Lauren Hughes et Marco Pascolini ont tout de même prévu, motivés par une vision de verres cliquetants et de câlins. Lorsque vous vous préparez pour un mariage trois fois, vous faites beaucoup d’introspection pour savoir pourquoi les mariages sont importants en premier lieu.

Après avoir été mis en quarantaine pendant une pandémie et passé « un temps obscène ensemble », Hughes a déclaré que leur relation était déjà très solide. Mais malgré tout, ils voulaient perpétuer la tradition séculaire consistant à se rassembler pour bénir cette union. Et pour cela, ils pouvaient attendre.

092621_GK_Mariage pandémique 2.jpg

Carlos Moreno / KCUR 89,3

Pour les jeunes mariés, Lauren Hughes et Marco Pascolini ont suivi ensemble des leçons de vie sauvage.

Au moment où cet article sera publié, le mariage Hughes-Pascolini aura enfin eu lieu.

Finalement, c’est le photographe qui leur a forcé la main, le calendrier se remplissant à nouveau. Le couple a donc choisi sa troisième et dernière date : le 24 septembre 2021.

Au cours des dernières semaines, en raison de la variante delta, ce mariage trois fois planifié a subi une refonte majeure. Le couple a déplacé la fête sur le toit, fait de la vaccination une exigence et a décidé d’emballer la nourriture du traiteur afin que les gens ne se rassemblent pas autour d’un buffet.

Ils ne pouvaient pas exécuter la nouvelle date par tout le monde sur la liste, et il n’y avait aucun moyen d’éliminer complètement le risque, ils ont donc dû accepter que certaines personnes pourraient ne pas se sentir à l’aise d’y assister. Mais ils étaient prêts. Leur troisième liste d’invités parfaits serait leur dernière liste d’invités parfaits.
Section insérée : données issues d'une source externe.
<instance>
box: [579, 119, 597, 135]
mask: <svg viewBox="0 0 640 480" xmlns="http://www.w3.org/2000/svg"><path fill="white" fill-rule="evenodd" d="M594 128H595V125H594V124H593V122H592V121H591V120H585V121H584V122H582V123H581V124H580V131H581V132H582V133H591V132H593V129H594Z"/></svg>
La bague de fiançailles en or blanc de Hughes s’est fanée après deux ans d’usure. Son alliance, restée dans la boîte, reste brillante et lumineuse.

Leur mariage est déjà quelque chose de vieux et quelque chose de nouveau. C’est un rêve et une réalité. Et après s’être réengagé trois fois, c’est à la fois la promesse et l’accomplissement.